MDA-supported researchers in Italy announce they’ve identified a new type of muscle stem cell that they believe is highly promising for treatment of muscular dystrophies. These new stem cells, called “pericyte-derived,” are located around small blood vessels in muscle tissue. When injected into mice with Duchenne muscular dystrophy, they matured into muscle fibers and improved the animals’ ability to grip a rod and stay on a treadmill.

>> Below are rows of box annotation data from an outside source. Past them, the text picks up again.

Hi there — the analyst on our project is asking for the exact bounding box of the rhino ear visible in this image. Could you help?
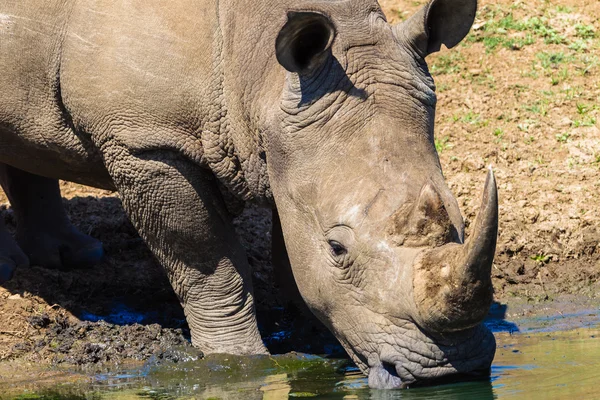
[275,12,335,73]
[394,0,477,57]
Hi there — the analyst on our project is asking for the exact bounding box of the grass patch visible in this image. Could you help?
[575,24,596,39]
[435,136,452,153]
[429,51,464,75]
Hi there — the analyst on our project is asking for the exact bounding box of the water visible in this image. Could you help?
[0,327,600,400]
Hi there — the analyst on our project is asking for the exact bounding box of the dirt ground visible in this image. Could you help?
[0,0,600,365]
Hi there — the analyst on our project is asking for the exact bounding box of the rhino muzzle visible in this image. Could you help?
[413,168,498,334]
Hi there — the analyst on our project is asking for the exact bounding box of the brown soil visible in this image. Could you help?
[0,0,600,364]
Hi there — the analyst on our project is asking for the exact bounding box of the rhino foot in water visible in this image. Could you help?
[0,0,498,388]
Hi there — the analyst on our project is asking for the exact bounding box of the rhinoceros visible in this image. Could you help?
[0,0,498,388]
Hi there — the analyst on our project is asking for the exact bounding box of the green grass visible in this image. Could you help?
[575,24,596,39]
[429,51,464,75]
[467,7,576,53]
[435,136,452,153]
[530,254,550,264]
[556,132,571,143]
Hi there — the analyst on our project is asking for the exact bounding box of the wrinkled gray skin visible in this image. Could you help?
[0,0,497,388]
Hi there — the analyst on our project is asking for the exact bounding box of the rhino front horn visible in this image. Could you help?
[413,168,498,333]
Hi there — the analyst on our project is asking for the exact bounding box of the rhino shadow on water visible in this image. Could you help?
[0,0,498,388]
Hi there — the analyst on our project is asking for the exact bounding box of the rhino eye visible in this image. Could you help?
[329,240,348,257]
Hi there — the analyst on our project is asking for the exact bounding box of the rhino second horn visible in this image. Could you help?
[463,167,498,288]
[413,168,498,333]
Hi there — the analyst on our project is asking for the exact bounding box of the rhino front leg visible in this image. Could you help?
[0,164,104,268]
[107,151,267,354]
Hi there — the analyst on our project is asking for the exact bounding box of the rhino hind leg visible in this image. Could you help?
[0,211,29,284]
[0,164,104,269]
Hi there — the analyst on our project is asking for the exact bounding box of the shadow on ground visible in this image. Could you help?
[0,197,343,364]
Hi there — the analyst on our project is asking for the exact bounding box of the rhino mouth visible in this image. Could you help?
[352,325,496,389]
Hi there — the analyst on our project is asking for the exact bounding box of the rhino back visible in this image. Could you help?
[0,0,111,187]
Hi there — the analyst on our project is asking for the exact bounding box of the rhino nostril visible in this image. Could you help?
[382,361,399,378]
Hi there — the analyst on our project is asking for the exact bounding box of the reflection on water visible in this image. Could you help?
[0,329,600,400]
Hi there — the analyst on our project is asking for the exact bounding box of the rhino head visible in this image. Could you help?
[267,0,498,388]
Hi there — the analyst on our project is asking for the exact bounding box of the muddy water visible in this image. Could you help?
[0,327,600,400]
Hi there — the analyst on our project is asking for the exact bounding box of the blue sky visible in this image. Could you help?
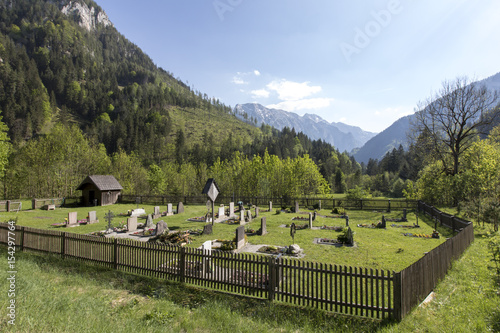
[97,0,500,132]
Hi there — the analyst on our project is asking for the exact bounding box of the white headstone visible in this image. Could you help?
[167,204,174,216]
[130,208,146,217]
[127,216,137,231]
[229,202,234,217]
[219,206,226,220]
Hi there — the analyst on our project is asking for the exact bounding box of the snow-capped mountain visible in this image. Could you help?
[353,73,500,163]
[234,103,376,151]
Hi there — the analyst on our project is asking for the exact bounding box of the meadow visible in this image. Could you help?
[0,204,453,271]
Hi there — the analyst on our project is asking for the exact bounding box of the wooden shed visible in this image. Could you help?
[77,176,123,206]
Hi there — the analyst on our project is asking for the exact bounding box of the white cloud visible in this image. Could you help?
[375,107,415,118]
[266,98,333,112]
[232,76,248,84]
[267,79,322,101]
[252,89,270,98]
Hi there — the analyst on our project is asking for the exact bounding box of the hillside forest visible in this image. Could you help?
[0,0,500,224]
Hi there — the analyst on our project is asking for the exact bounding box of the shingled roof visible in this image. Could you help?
[76,175,123,191]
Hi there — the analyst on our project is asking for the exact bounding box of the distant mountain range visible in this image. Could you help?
[234,103,376,152]
[352,73,500,163]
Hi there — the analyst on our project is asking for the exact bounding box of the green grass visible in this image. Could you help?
[0,204,451,271]
[0,224,500,332]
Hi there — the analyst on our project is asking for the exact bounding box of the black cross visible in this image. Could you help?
[104,211,115,229]
[290,223,297,244]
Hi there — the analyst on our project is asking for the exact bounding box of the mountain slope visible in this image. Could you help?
[234,103,375,151]
[0,0,259,160]
[353,73,500,163]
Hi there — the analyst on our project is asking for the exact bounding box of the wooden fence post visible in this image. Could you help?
[61,232,66,259]
[267,257,276,301]
[19,227,24,251]
[113,238,118,270]
[179,247,186,283]
[392,272,403,321]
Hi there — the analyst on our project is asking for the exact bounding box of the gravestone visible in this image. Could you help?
[247,210,252,223]
[153,206,161,219]
[203,224,213,235]
[167,204,174,216]
[66,212,78,227]
[155,220,168,236]
[127,216,137,232]
[229,202,234,217]
[380,215,387,229]
[201,240,212,275]
[236,226,245,250]
[240,210,245,225]
[218,205,226,221]
[87,210,99,224]
[177,201,184,214]
[144,214,154,229]
[130,208,146,217]
[259,216,267,236]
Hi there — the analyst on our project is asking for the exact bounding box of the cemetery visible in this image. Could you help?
[0,193,470,318]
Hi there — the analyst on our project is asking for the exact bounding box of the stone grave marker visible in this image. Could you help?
[203,224,213,235]
[167,204,174,216]
[127,216,137,232]
[218,205,226,221]
[229,202,234,217]
[144,214,154,229]
[130,208,146,217]
[87,210,99,224]
[240,210,245,225]
[236,226,245,250]
[153,206,161,219]
[66,212,78,227]
[177,201,184,214]
[259,216,267,236]
[104,210,115,232]
[380,215,387,228]
[201,240,212,275]
[155,220,168,236]
[247,210,252,223]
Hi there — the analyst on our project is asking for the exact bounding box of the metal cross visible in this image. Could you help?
[290,223,297,244]
[104,211,115,229]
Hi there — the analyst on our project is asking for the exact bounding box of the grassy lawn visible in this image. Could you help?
[0,224,500,332]
[0,204,451,271]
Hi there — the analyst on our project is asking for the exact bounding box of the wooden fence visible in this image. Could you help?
[0,203,474,320]
[119,194,417,212]
[0,223,394,319]
[394,202,474,320]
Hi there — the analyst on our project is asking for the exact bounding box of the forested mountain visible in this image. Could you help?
[0,0,361,198]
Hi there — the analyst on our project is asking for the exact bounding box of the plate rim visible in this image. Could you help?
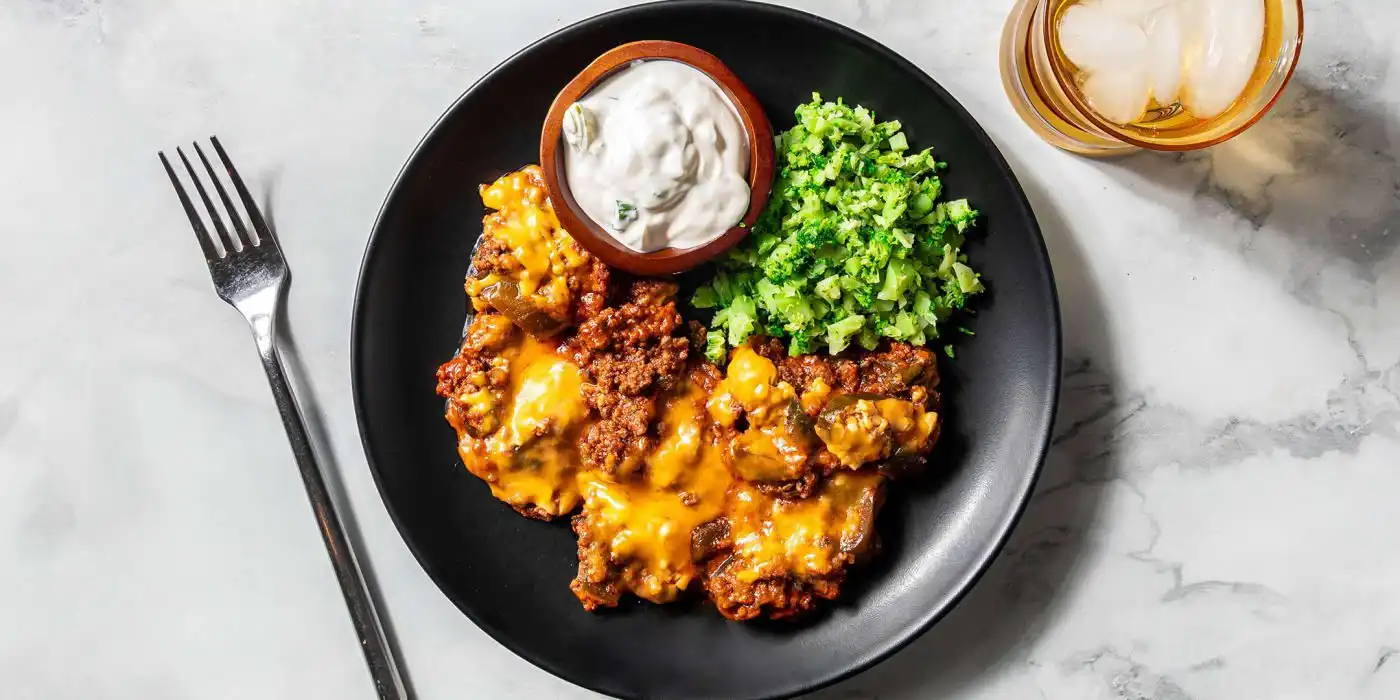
[350,0,1064,700]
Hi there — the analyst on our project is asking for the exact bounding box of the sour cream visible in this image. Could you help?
[564,60,749,252]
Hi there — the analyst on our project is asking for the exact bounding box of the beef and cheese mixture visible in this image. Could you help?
[437,167,939,620]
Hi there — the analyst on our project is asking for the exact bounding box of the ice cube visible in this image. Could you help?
[1144,4,1182,105]
[1060,3,1147,71]
[1081,62,1152,125]
[1180,0,1264,119]
[1099,0,1172,25]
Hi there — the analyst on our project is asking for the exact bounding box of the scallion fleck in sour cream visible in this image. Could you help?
[564,60,749,252]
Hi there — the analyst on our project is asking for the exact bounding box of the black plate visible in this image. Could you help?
[351,0,1060,699]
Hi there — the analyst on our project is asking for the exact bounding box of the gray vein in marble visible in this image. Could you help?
[1371,647,1396,673]
[1063,647,1191,700]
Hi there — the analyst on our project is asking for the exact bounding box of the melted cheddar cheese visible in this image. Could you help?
[580,385,734,602]
[728,472,883,582]
[458,333,588,517]
[466,165,588,311]
[816,399,938,469]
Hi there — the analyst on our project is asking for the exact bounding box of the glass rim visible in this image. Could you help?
[1032,0,1303,151]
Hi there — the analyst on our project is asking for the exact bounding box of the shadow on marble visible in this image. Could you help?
[1105,77,1400,283]
[811,166,1120,700]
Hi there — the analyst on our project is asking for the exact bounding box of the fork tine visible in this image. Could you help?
[195,141,258,246]
[157,151,220,262]
[209,136,277,245]
[175,148,246,255]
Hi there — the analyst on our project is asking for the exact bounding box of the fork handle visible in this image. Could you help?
[251,315,407,700]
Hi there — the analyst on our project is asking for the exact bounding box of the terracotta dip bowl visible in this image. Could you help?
[539,41,773,276]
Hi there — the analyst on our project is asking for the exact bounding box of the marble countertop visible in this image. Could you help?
[0,0,1400,700]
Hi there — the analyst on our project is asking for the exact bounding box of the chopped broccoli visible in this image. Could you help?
[692,94,983,363]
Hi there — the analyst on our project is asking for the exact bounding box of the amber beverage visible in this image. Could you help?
[1001,0,1303,155]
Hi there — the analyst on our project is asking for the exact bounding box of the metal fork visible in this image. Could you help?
[160,137,407,700]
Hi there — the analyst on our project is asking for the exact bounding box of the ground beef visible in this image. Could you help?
[753,337,938,408]
[437,314,519,437]
[566,280,690,475]
[704,556,846,620]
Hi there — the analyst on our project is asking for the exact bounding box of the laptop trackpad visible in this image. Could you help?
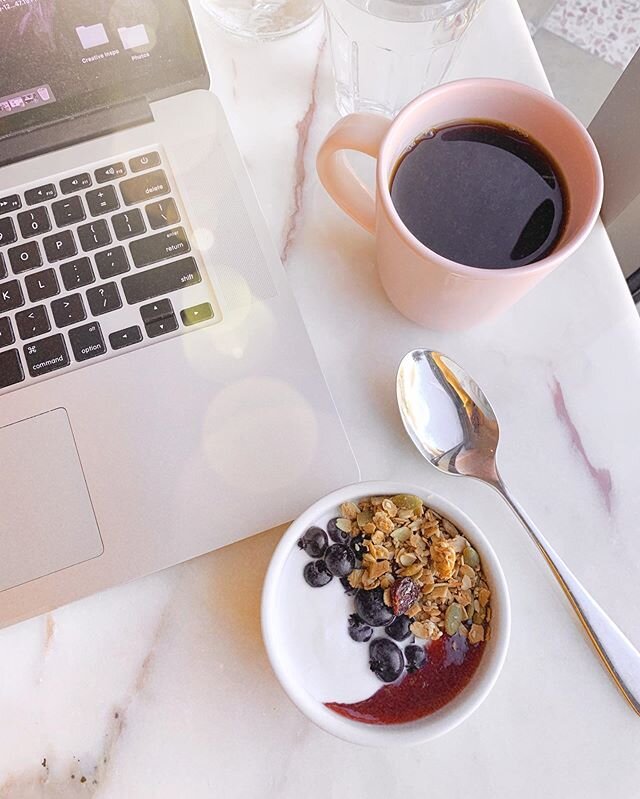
[0,408,103,591]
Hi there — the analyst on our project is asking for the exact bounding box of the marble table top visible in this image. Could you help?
[0,0,640,799]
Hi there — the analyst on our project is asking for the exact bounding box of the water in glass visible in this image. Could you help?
[201,0,322,39]
[325,0,482,116]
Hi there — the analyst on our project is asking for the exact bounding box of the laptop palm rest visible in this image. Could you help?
[0,408,103,591]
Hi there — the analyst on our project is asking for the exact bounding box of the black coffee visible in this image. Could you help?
[391,121,567,269]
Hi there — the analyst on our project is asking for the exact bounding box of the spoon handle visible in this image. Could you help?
[498,480,640,715]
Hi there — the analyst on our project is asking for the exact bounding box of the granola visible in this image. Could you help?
[337,494,491,644]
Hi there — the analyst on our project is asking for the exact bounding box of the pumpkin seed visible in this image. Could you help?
[444,602,464,635]
[391,494,422,514]
[357,510,373,529]
[462,547,480,569]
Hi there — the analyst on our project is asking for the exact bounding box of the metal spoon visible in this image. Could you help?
[397,350,640,715]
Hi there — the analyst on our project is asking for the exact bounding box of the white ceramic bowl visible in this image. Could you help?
[262,482,511,746]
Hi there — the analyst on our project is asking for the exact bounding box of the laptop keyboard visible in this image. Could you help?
[0,148,220,392]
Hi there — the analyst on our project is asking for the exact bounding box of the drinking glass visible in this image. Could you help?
[325,0,482,116]
[201,0,322,39]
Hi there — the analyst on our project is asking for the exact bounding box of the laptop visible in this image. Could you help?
[0,0,358,626]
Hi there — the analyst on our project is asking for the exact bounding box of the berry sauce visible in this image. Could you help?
[326,635,484,724]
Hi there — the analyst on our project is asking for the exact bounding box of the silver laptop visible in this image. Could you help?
[0,0,358,625]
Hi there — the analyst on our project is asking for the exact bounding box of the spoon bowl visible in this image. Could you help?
[396,350,640,715]
[397,350,500,482]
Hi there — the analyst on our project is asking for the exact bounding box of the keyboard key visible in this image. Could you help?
[145,197,180,230]
[0,316,16,347]
[51,294,87,327]
[0,216,18,247]
[129,227,191,267]
[16,305,51,339]
[120,169,171,205]
[24,333,70,377]
[129,153,160,172]
[0,350,24,388]
[51,197,87,227]
[60,172,93,194]
[85,186,120,216]
[60,258,96,291]
[95,247,130,280]
[42,230,78,264]
[111,208,147,241]
[140,300,178,338]
[9,241,42,275]
[122,258,202,305]
[87,283,122,316]
[0,194,22,214]
[93,161,127,183]
[0,280,24,313]
[24,183,58,205]
[18,205,51,239]
[24,269,60,302]
[140,299,173,325]
[78,219,111,252]
[69,322,107,361]
[109,325,142,350]
[180,302,213,327]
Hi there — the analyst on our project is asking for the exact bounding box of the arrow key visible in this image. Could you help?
[180,302,213,327]
[140,300,178,338]
[109,325,142,350]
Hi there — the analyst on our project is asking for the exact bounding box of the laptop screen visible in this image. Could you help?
[0,0,206,136]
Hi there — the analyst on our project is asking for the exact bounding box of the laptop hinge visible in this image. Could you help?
[0,97,153,166]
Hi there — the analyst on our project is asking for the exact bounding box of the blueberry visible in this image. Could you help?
[384,616,411,641]
[369,638,404,682]
[340,577,358,596]
[324,544,356,577]
[327,517,351,544]
[349,613,373,644]
[303,560,333,588]
[355,588,394,627]
[404,644,427,674]
[298,527,329,558]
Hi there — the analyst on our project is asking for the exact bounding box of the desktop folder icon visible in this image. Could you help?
[76,22,109,50]
[118,25,149,50]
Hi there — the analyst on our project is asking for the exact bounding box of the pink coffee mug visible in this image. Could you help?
[317,78,603,330]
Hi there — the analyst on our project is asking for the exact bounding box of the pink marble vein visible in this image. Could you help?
[553,377,613,513]
[280,36,326,264]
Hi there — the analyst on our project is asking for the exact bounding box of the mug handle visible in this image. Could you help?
[316,113,393,233]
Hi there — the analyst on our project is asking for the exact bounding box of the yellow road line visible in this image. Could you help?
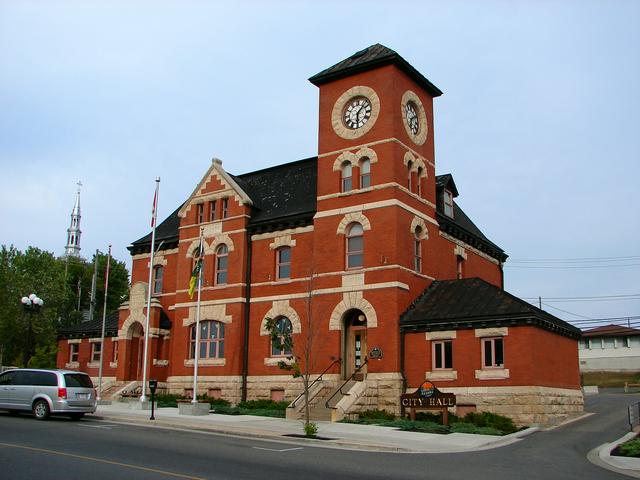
[0,442,204,480]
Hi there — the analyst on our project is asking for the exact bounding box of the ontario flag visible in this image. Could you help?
[189,246,204,298]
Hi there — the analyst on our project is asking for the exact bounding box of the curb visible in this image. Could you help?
[587,432,640,478]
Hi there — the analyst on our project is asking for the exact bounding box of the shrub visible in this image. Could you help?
[358,410,396,420]
[303,422,318,437]
[618,437,640,457]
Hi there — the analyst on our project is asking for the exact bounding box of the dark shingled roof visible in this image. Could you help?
[232,157,318,227]
[128,164,507,262]
[400,278,581,339]
[309,43,442,97]
[582,325,640,337]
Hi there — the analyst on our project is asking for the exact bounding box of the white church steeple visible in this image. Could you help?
[64,182,82,257]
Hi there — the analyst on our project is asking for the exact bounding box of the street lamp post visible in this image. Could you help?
[20,293,44,367]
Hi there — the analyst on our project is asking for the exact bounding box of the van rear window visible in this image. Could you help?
[64,373,93,388]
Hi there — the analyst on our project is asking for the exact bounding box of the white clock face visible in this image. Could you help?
[405,102,420,135]
[342,96,371,130]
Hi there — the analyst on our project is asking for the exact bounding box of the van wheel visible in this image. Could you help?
[33,400,49,420]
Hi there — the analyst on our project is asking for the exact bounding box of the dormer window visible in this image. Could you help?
[444,190,453,218]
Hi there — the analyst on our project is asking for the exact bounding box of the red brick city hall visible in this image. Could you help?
[58,44,583,424]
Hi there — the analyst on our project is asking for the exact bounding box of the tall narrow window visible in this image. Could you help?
[197,203,204,223]
[276,247,291,280]
[209,200,216,222]
[347,223,364,268]
[69,343,80,363]
[153,265,164,293]
[220,198,229,218]
[360,157,371,188]
[482,337,504,368]
[91,342,102,362]
[216,243,229,285]
[432,340,453,370]
[413,227,422,273]
[342,162,353,192]
[189,320,224,358]
[444,190,453,218]
[271,317,293,357]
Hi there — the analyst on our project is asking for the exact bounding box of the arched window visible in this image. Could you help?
[189,320,224,358]
[153,265,164,293]
[342,162,353,192]
[216,243,229,285]
[271,317,293,357]
[360,157,371,188]
[413,227,422,273]
[276,247,291,280]
[346,222,364,268]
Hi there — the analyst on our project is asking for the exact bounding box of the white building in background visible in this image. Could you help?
[64,182,82,257]
[578,325,640,372]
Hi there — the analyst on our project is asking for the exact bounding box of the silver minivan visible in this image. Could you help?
[0,368,97,420]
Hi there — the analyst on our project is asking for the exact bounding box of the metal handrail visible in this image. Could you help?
[324,357,369,408]
[289,358,342,408]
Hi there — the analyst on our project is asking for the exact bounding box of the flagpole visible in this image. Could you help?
[191,228,204,403]
[96,245,111,401]
[140,177,160,402]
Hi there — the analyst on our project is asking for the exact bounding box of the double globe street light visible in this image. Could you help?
[20,293,44,367]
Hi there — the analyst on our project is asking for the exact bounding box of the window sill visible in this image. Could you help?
[476,368,509,380]
[184,358,226,367]
[424,370,458,380]
[264,357,293,367]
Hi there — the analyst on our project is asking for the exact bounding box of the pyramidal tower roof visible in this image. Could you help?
[309,43,442,97]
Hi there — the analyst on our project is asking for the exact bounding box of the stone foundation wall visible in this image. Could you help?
[440,386,584,426]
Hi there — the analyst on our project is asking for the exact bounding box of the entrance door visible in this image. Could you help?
[345,326,367,378]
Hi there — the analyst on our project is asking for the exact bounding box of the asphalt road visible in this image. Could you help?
[0,393,640,480]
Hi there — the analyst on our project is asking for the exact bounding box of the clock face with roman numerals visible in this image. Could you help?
[342,96,371,130]
[404,101,420,135]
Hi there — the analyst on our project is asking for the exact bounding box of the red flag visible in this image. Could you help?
[151,188,158,228]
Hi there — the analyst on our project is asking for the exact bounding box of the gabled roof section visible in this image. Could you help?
[309,43,442,97]
[582,324,640,338]
[233,157,318,226]
[436,173,458,197]
[178,158,253,218]
[400,278,581,339]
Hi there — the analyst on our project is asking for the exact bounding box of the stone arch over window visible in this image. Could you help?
[182,305,233,327]
[329,292,378,330]
[204,233,234,255]
[187,239,209,260]
[333,152,358,172]
[409,217,429,240]
[260,300,302,336]
[336,212,371,235]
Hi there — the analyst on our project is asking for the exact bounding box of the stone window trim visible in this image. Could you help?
[402,152,429,178]
[331,85,380,140]
[184,358,227,367]
[269,235,297,250]
[336,212,371,235]
[400,90,429,145]
[260,300,302,337]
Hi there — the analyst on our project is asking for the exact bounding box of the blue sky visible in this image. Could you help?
[0,0,640,321]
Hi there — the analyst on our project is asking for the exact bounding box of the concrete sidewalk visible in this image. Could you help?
[88,402,537,453]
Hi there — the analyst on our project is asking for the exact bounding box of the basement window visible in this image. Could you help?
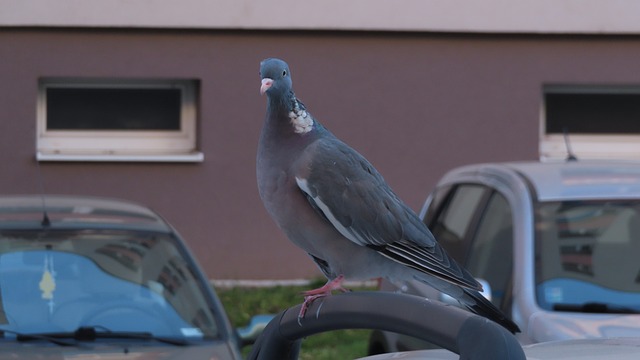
[37,78,203,162]
[540,85,640,160]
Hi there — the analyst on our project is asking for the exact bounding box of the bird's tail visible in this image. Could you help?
[458,289,520,334]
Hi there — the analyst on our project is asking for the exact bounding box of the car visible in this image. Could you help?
[369,160,640,354]
[247,291,640,360]
[0,195,262,360]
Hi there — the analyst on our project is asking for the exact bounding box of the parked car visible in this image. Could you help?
[0,195,262,360]
[369,161,640,354]
[247,292,640,360]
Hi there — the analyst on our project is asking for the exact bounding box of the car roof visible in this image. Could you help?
[445,161,640,201]
[0,195,172,233]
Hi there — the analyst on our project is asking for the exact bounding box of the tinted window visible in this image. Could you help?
[536,200,640,312]
[466,193,513,310]
[431,185,486,263]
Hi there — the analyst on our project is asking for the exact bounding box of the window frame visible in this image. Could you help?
[36,77,204,162]
[539,84,640,161]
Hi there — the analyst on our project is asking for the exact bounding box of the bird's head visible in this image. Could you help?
[260,58,292,95]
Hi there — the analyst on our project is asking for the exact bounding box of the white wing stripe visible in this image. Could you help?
[296,176,367,246]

Two anti-scarring drugs show promise in mice with DMD

An MDA research grantee is among the scientists who announced that two drugs, losartan and pirfenidone, have shown promise in reducing scar formation (fibrosis) in mice affected by Duchenne muscular dystrophy. Scar formation resulting from excess deposits of connective tissue is a major factor in muscle damage in DMD and other muscle diseases.

Largest ever ALS drug search begins

MDA and the ALS Therapy Development Institute in Cambridge, Mass., launch the largest drug discovery project in amyotrophic lateral sclerosis in history. The three-year, $36 million endeavor will attempt to identify biochemical targets and find drugs that work on them.